Pero él se lo recordó de inmediato.


—Que es fácil decir que uno es un espíritu libre cuando se puede elegir entre los dos mundos. Sí, vienes a pizzerías como ésta, pero si te aburres tomas un taxi y vas a un restaurante con una estrella Michelín. Y no olvidemos tu apartamento. El dinero puede comprarte el lujo de fingir que eres una persona normal, sin las crudas realidades que acompañan a eso.


Paula abrió la boca para contradecirlo, pero la cerró enseguida. Entendía la ironía de la observación y, dadas las circunstancias, no podía refutarla.


—No soy una izquierdista radical. En serio.


—Y yo no soy un esnob. En serio —Pedro le regaló una de esas sonrisas que la dejaban sin aire—. Buena comida —dijo luego, levantando el tenedor—. Puede que algún día vuelva por aquí.


—¿Seguro que las chicas con las que sales vendrían a un sitio como éste?


En realidad, no le hacía ninguna gracia imaginarlo con otra mujer, ni allí ni en su restaurante favorito.


—Tal vez no —admitió Pedro—. Y por eso tú eres única.


—No lo creas. Deberías ver este sitio a medianoche. Hay una cola de kilómetros para entrar. Si yo soy única también lo son los cientos de personas que vienen aquí todos los días.


—Tú sabes a qué me refiero.


Sí, lo sabía.


—Dices que no eres un esnob, pero ¿estarías conmigo si no fuese única?


—¿Qué quieres decir?


—Digamos que yo fuera una chica normal, una chica de clase trabajadora, ¿estarías aquí conmigo?


Le parecía una hipótesis extraña, pero Pedro estaba dispuesto a seguirle el juego porque, francamente, nunca había conocido a nadie como ella. No era nada caprichosa, ni egocéntrica, al contrario.


Además, nunca se había hecho esa pregunta.


—Probablemente no, si quieres que sea sincero.


—¿Por qué?


—Porque, como he dicho, un hombre rico debe ser muy cauteloso. Yo nunca tendría una relación con una mujer que no fuese económicamente independiente. Si te casas sin sopesar eso, casi con toda seguridad acabarás en los tribunales, soltando una buena cantidad del dinero que tanto te ha costado ganar. ¿Pero por qué perdemos el tiempo hablando de una situación hipotética?


‐Tienes razón —Paula estaba haciendo el papel de princesa y no pensaba estropear la noche con una discusión que no los llevaría a ningún sitio.


Si aquella noche era Cenicienta en el baile, ¿por qué iba a llamar a la calabaza para que fuese a buscarla cuando aún no era medianoche?

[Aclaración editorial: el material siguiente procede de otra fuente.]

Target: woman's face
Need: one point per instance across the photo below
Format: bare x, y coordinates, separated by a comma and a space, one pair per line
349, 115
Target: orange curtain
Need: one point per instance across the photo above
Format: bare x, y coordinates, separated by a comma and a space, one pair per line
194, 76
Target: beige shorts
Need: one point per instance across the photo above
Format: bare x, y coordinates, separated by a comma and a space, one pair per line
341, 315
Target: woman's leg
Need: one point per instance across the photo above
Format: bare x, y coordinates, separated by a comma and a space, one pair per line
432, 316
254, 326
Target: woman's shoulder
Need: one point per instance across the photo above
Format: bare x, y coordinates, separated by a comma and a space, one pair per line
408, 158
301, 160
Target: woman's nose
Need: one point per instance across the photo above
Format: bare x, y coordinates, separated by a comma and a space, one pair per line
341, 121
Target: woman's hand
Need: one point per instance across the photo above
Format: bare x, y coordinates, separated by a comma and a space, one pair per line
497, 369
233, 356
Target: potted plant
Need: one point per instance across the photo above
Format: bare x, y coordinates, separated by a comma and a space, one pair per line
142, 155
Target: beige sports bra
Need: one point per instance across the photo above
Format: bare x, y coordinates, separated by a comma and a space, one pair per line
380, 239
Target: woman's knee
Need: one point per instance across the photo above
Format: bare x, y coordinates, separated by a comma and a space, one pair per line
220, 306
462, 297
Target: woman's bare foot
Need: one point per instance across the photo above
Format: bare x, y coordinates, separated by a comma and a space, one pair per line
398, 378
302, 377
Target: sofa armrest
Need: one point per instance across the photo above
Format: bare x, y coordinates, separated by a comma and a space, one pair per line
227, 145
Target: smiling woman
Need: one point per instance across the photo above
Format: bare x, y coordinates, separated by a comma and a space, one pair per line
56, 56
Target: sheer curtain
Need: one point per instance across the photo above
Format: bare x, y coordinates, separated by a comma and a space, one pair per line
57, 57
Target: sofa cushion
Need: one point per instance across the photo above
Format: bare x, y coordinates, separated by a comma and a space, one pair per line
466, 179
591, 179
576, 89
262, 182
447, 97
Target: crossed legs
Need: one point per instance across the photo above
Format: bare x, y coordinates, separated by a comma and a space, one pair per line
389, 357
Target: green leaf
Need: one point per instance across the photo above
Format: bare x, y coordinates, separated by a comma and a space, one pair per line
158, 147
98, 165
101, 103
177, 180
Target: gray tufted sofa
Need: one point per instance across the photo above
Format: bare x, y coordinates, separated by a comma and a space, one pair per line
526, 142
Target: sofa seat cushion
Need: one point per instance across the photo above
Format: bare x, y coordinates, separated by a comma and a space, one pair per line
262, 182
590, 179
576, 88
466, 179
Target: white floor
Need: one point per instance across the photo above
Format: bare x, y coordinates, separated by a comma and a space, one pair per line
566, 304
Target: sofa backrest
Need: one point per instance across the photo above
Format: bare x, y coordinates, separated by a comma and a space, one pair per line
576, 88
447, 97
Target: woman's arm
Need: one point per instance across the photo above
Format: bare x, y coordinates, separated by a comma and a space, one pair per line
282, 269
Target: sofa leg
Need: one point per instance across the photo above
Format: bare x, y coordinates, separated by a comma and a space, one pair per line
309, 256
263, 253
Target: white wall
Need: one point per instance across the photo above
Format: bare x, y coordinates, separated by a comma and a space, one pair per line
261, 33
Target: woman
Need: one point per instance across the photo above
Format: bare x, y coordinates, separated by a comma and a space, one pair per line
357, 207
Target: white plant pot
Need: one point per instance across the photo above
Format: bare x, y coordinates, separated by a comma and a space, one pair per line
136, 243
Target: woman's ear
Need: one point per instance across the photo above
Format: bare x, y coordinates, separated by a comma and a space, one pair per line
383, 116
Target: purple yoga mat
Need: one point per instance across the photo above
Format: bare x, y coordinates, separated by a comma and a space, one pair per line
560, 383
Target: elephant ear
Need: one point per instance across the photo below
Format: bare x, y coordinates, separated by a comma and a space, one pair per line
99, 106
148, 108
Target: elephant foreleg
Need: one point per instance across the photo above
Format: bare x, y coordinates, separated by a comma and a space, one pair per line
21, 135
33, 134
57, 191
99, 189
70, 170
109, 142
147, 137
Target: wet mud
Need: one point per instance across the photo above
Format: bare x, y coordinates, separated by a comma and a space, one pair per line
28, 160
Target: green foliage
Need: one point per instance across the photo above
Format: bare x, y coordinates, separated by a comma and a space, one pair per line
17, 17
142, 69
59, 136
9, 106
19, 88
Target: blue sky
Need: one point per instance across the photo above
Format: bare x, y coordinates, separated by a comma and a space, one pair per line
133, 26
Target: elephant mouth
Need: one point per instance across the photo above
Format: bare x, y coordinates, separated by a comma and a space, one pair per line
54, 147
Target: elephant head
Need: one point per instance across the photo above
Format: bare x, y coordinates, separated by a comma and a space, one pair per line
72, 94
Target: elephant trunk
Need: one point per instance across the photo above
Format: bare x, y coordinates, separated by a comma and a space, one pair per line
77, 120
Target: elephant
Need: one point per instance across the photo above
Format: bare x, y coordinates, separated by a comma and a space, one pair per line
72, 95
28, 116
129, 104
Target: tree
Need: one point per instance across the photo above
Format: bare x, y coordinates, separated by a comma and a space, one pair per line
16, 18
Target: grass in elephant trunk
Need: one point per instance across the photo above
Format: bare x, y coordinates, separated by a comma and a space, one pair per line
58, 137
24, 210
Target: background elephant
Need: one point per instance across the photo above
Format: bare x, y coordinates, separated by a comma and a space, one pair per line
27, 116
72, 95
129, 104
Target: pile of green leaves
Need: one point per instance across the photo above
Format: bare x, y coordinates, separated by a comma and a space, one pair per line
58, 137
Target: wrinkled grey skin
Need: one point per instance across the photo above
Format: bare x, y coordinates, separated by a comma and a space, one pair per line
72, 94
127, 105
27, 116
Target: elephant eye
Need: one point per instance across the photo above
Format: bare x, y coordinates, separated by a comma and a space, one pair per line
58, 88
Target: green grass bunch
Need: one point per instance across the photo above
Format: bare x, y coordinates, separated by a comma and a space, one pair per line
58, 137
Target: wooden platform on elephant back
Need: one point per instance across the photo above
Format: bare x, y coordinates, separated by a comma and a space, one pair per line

Pedro tenía derecho a opinar como quisiera y a protegerse como le viniera en gana, aunque de ese modo se perdiera otras experiencias.


—Bueno, si hemos terminado de estudiar nuestras posiciones sociológicas deberíamos hablar de temas más ligeros —dijo él entonces, mientras le hacía un gesto al camarero—. ¿Quieres que vayamos a otro sitio?


‐¿Dónde? No conozco ninguna discoteca en Roma. 


Y seguramente tampoco tendría dinero para pagar la entrada.


‐Yo estaba pensando en un sitio más íntimo. Mi casa está a menos de veinte minutos de aquí.


No apartaba los ojos de ella y estaba bien claro que tenía intención de terminar la noche en la cama. Una aventura de una noche. Sus hermanas se quedarían de piedra, sus padres se llevarían las manos a la cabeza, sus amigas pensarían que había sido abducida por un ser que se parecía a ella y hablaba como ella, pero vivía en otro planeta. Y, sin embargo, el deseo de decir que sí era casi irresistible.